Corrosion Protection of Steel Lattice Transmission Towers

Corrosion mitigation project for BC Hydro

The Applied Materials Department managed a project to implement corrosion mitigation—in the form of sacrificial anode cathodic protection (SACP) systems—to 145 towers with ground conditions considered corrosive to buried grillage. With age and exposure to environmental conditions, critical load-bearing members of steel lattice transmission towers are susceptible to corrosion. For the above-ground tower structures, zinc galvanizing provides a very effective corrosion barrier by forming a stable protective patina (surface oxide layer) in reaction to the environment and sacrifices itself to protect the steel substrate. However, for the tower legs buried below the earth, galvanizing is not always able to form this patina.
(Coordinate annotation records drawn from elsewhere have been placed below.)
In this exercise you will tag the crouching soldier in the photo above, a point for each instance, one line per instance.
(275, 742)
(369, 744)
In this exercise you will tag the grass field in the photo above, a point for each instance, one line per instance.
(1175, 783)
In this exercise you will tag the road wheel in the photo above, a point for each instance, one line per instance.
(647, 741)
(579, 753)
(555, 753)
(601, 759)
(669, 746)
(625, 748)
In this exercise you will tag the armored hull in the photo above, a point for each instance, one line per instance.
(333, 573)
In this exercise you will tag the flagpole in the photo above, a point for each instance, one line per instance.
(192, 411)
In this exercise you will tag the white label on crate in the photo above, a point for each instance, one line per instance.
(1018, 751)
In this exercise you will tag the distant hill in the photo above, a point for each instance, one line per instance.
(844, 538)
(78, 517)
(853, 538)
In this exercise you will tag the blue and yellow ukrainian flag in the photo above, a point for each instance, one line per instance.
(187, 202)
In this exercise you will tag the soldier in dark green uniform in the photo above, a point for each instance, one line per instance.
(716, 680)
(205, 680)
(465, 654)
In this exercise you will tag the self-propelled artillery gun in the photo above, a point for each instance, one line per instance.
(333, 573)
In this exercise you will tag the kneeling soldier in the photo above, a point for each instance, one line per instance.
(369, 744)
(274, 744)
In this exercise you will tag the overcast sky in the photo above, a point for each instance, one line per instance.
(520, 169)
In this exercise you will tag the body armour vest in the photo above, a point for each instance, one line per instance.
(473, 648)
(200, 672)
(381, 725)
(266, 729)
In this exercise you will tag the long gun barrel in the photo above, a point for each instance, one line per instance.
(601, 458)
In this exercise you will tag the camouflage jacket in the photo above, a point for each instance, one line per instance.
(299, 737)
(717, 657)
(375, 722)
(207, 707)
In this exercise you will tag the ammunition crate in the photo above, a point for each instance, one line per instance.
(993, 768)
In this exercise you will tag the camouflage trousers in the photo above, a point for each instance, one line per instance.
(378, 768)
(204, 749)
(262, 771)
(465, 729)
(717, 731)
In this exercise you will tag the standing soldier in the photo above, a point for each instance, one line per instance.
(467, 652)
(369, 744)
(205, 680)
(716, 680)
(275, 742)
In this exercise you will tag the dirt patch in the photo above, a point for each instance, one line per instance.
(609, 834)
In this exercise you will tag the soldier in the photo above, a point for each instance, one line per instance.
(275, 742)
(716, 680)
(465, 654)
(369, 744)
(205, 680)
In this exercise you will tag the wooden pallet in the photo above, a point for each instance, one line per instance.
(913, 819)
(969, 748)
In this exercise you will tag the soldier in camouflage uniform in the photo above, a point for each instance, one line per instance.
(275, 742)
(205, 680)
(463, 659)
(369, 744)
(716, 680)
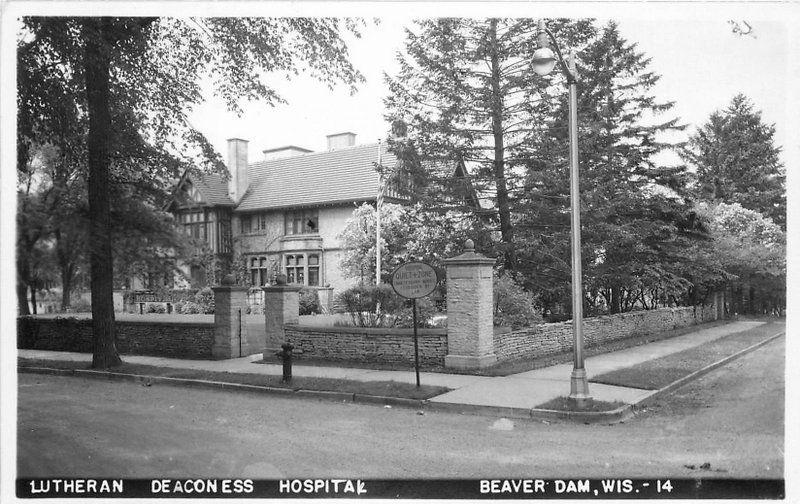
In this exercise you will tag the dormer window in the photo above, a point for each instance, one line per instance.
(301, 222)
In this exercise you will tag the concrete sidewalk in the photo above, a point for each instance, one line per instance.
(522, 390)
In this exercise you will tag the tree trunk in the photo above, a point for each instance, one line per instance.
(66, 287)
(96, 71)
(498, 165)
(616, 301)
(22, 287)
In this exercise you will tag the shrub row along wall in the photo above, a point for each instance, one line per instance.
(544, 340)
(361, 344)
(186, 340)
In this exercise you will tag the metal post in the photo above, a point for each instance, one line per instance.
(416, 344)
(579, 387)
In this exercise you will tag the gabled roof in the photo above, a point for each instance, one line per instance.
(212, 189)
(317, 178)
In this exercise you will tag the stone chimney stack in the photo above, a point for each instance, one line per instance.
(341, 140)
(237, 166)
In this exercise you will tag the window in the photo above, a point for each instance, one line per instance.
(295, 269)
(313, 270)
(246, 224)
(253, 222)
(300, 271)
(301, 222)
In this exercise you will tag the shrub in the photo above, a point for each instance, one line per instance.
(426, 310)
(309, 301)
(513, 305)
(205, 299)
(361, 303)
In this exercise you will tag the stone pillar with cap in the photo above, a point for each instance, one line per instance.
(470, 321)
(230, 328)
(281, 307)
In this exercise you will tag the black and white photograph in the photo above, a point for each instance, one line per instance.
(398, 250)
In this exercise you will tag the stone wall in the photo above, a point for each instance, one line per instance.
(185, 340)
(361, 344)
(544, 340)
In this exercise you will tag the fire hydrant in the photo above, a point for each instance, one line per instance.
(286, 356)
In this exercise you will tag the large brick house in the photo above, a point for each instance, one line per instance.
(284, 213)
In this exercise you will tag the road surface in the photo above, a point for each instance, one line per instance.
(732, 419)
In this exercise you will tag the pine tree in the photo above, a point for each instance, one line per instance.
(636, 218)
(738, 162)
(466, 90)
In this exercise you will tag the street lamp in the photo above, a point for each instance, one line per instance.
(544, 61)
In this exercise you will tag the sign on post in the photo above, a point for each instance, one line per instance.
(412, 281)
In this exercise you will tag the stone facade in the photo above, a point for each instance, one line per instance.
(183, 340)
(545, 340)
(281, 307)
(359, 344)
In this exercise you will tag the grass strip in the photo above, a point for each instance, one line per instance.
(377, 388)
(657, 373)
(564, 404)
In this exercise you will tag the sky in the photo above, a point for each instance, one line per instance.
(703, 64)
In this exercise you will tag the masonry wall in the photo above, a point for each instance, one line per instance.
(544, 340)
(185, 340)
(368, 344)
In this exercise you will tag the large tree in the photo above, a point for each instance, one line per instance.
(136, 79)
(737, 160)
(637, 220)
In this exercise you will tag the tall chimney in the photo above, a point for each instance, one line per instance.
(237, 166)
(341, 140)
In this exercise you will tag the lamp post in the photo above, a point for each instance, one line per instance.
(544, 60)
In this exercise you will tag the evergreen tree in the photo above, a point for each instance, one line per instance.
(738, 162)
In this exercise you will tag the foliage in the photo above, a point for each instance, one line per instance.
(513, 305)
(156, 308)
(636, 220)
(205, 300)
(408, 233)
(309, 301)
(738, 162)
(362, 302)
(751, 248)
(426, 311)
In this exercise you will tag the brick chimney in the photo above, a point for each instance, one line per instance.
(237, 166)
(341, 140)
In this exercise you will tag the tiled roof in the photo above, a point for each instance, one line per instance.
(213, 187)
(316, 178)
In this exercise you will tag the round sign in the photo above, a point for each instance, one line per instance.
(414, 280)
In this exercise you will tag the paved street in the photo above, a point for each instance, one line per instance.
(732, 418)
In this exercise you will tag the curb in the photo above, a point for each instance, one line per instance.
(609, 417)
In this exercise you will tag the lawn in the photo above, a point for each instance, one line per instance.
(657, 373)
(379, 388)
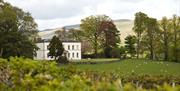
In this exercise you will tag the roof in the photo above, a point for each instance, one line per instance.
(48, 40)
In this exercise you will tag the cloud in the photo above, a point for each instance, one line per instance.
(57, 13)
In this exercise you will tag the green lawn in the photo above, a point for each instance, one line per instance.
(134, 66)
(97, 60)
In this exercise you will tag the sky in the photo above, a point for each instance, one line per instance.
(51, 14)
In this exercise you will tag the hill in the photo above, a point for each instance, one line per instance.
(123, 25)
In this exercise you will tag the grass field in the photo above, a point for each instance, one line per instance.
(134, 66)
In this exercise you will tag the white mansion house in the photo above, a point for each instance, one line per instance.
(72, 50)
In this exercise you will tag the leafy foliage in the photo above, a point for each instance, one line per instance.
(26, 74)
(13, 41)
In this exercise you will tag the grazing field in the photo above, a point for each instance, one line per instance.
(133, 66)
(19, 74)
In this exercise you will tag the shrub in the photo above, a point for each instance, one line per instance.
(63, 60)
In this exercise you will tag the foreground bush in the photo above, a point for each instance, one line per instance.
(20, 74)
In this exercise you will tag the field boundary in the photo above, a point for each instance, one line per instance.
(100, 62)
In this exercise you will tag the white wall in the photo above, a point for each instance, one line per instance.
(73, 49)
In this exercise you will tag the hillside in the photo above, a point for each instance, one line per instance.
(124, 26)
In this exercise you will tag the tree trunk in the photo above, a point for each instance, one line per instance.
(1, 52)
(95, 46)
(175, 45)
(166, 46)
(138, 46)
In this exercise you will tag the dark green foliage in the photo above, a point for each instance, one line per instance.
(101, 32)
(118, 53)
(130, 42)
(139, 28)
(55, 48)
(107, 51)
(29, 75)
(12, 41)
(63, 60)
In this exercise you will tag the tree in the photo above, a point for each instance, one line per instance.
(99, 31)
(13, 42)
(26, 24)
(176, 36)
(165, 26)
(130, 42)
(139, 28)
(150, 36)
(55, 48)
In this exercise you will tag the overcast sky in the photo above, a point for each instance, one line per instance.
(56, 13)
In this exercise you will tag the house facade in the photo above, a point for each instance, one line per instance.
(72, 50)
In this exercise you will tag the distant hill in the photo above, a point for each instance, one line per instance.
(123, 25)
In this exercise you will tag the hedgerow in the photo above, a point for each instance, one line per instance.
(19, 74)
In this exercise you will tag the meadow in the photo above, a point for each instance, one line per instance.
(131, 66)
(20, 74)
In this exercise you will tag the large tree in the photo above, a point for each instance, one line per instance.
(130, 42)
(13, 42)
(99, 31)
(150, 36)
(165, 30)
(176, 37)
(139, 28)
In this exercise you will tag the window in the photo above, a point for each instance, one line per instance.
(68, 47)
(73, 55)
(72, 47)
(77, 47)
(68, 55)
(77, 55)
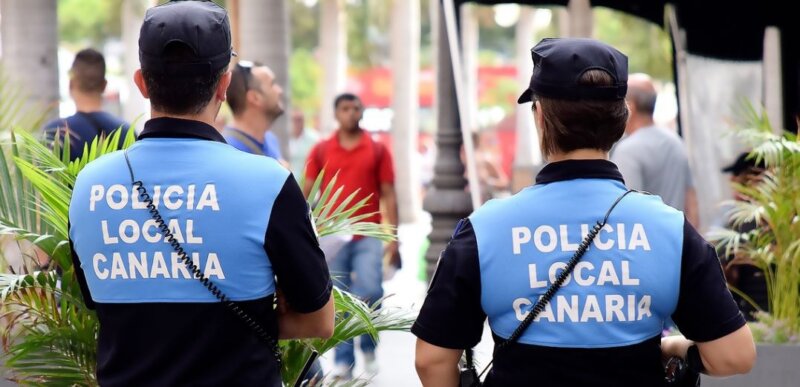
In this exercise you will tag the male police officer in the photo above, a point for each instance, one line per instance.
(239, 217)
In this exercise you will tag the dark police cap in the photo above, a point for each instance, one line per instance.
(202, 26)
(743, 163)
(558, 64)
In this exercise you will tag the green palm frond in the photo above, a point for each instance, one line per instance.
(773, 204)
(49, 335)
(353, 318)
(342, 220)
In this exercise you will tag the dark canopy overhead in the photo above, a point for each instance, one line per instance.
(721, 29)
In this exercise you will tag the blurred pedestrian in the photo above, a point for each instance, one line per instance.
(652, 158)
(255, 100)
(87, 83)
(362, 165)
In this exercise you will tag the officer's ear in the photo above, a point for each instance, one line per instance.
(222, 86)
(138, 79)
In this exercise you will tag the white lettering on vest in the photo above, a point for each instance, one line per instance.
(101, 274)
(173, 189)
(208, 198)
(520, 235)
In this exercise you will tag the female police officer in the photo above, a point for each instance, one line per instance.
(645, 265)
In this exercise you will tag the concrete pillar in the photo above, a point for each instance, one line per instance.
(773, 78)
(405, 104)
(333, 55)
(29, 32)
(135, 108)
(470, 37)
(264, 35)
(527, 156)
(447, 201)
(580, 18)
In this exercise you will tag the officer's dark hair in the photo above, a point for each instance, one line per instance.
(582, 124)
(350, 97)
(180, 95)
(242, 80)
(642, 99)
(88, 71)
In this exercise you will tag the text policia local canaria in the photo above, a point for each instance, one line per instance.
(133, 265)
(585, 307)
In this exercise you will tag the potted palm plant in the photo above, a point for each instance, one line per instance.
(47, 333)
(773, 205)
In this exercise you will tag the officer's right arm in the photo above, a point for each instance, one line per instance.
(451, 319)
(80, 276)
(707, 314)
(305, 285)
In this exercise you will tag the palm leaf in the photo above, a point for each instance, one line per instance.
(353, 318)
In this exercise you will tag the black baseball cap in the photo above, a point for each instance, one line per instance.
(202, 26)
(558, 64)
(743, 163)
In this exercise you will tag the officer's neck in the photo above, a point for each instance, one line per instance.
(207, 116)
(578, 154)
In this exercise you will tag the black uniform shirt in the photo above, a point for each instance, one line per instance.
(204, 344)
(452, 315)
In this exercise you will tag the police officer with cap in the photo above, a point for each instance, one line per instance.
(182, 242)
(593, 270)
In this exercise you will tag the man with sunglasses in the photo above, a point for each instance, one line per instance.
(255, 101)
(87, 83)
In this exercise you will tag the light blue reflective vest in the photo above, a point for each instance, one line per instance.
(622, 290)
(217, 201)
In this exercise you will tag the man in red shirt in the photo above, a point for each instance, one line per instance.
(365, 165)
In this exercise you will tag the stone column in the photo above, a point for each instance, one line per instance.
(447, 201)
(30, 52)
(580, 18)
(264, 36)
(135, 108)
(405, 103)
(333, 56)
(773, 78)
(528, 157)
In these cases, industry practice is to use galvanizing in combination with SACP systems. The systems attach sacrificial anodes—pieces of metal more electrically active than the tower steel—to the base metal. Because the anodes are more active, the corrosive
current exits from them rather than the steel tower, thus protecting the steel while sacrificing the anode. To mitigate impending corrosion attack, the Applied Materials Department oversaw the installation of SACP systems to the separate legs of the 145 towers. Following installation, crews conducted structure-to-soil potential measurement to ensure the installations met industry-accepted criteria to be considered cathodically protected.